THE director who wrote award winning film, Gregory’s Girl believes “there’s nothing awfully special” about Scotland.
Writer and director, Bill Forsyth, 69, was responsible for 1981 coming-of-age hit, Gregory’s Girl and 1983’s, Local Hero.
The Glaswegian said that although many of his films are set in Scotland and have helped to forge the character of the nation he “wasn’t flying the flag for Scotland”.
In the Big Issue, he said: “I wasn’t trying to say something culturally about Scotland – I don’t know what Scotland means to the guy next to me on the bus.
“It’s too dumb an idea to want to nail.
“A culture comes from making stuff, and the accumulation of that stuff finally reflects a culture.
“Scotland’s always been one of these little countries that had an identity problem It’s either had an inferiority complex, or the opposite.
“It’s just a little schizophrenic nation like most little nations seeking an identity.
“There’s nothing awfully special about it. There’s history, but every place on earth has its history.”
Forsyth also revealed it’s unlikely he will be directing any more films.

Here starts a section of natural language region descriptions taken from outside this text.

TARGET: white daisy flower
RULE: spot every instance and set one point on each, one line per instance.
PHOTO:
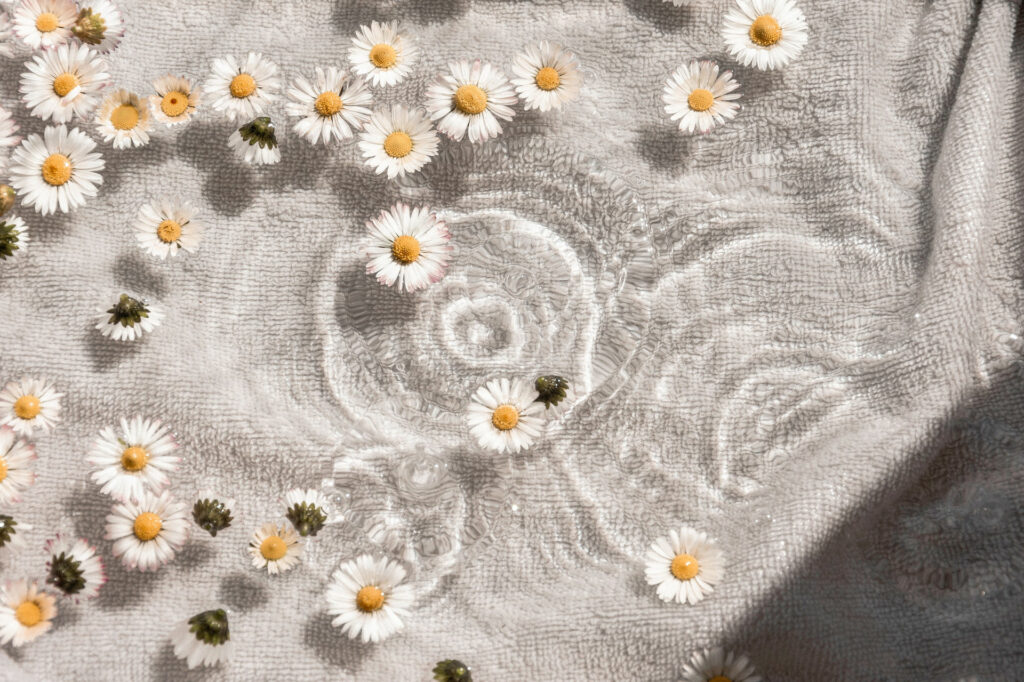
(26, 612)
(718, 666)
(333, 105)
(15, 460)
(166, 226)
(147, 533)
(243, 91)
(205, 639)
(685, 565)
(505, 415)
(129, 318)
(409, 246)
(276, 548)
(29, 405)
(57, 170)
(369, 598)
(699, 97)
(128, 464)
(767, 34)
(471, 99)
(546, 77)
(75, 567)
(382, 53)
(44, 23)
(398, 140)
(64, 83)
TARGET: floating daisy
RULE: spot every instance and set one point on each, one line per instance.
(128, 464)
(505, 415)
(243, 91)
(767, 34)
(333, 105)
(685, 565)
(129, 318)
(26, 612)
(29, 405)
(699, 97)
(57, 170)
(471, 99)
(382, 53)
(74, 567)
(148, 531)
(546, 77)
(398, 140)
(204, 639)
(64, 83)
(166, 226)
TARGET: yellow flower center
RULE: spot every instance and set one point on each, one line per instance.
(765, 31)
(147, 525)
(369, 598)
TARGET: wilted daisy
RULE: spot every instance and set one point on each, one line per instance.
(382, 53)
(26, 612)
(166, 226)
(137, 459)
(334, 105)
(546, 76)
(129, 318)
(29, 405)
(205, 639)
(767, 34)
(57, 170)
(148, 531)
(243, 91)
(471, 99)
(276, 548)
(505, 415)
(699, 97)
(74, 567)
(409, 246)
(685, 565)
(398, 140)
(64, 83)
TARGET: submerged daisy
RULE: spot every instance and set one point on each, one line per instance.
(699, 97)
(471, 99)
(369, 598)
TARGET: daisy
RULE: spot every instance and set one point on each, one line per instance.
(136, 460)
(700, 98)
(471, 98)
(333, 105)
(58, 169)
(409, 246)
(165, 226)
(44, 23)
(382, 52)
(685, 565)
(369, 598)
(243, 91)
(148, 531)
(129, 318)
(255, 142)
(64, 83)
(398, 141)
(75, 568)
(767, 34)
(30, 405)
(718, 666)
(26, 612)
(204, 639)
(505, 415)
(15, 476)
(546, 76)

He added: “I don’t know how people could get away with making the films I made anymore. It’s so codified now – you need this kind of character, you need that kind of arc.”
Gregory’s Girl was set in and around a state secondary school in the Abronhill district of Cumbernauld, North Lanarkshire.
It was ranked number 30 in the British Film Institute’s list of the top 100 British films.
The movie starred John Gordon Sinclair, Dee Hepburn and Clare Grogan and gained Forsyth a BAFTA for Best Original Screenplay and a London Critics Circle Film Award for Special Achievement.
Local Hero was sent in the fictional village of Ferness on the west coast of Scotland and is about an American oil company rep who is sent to to purchase the town and surrounding property for his company.
In 1984 it won four awards including a BAFTA for Best Direction and a New York Film Critics Circle Award for Best Screenplay.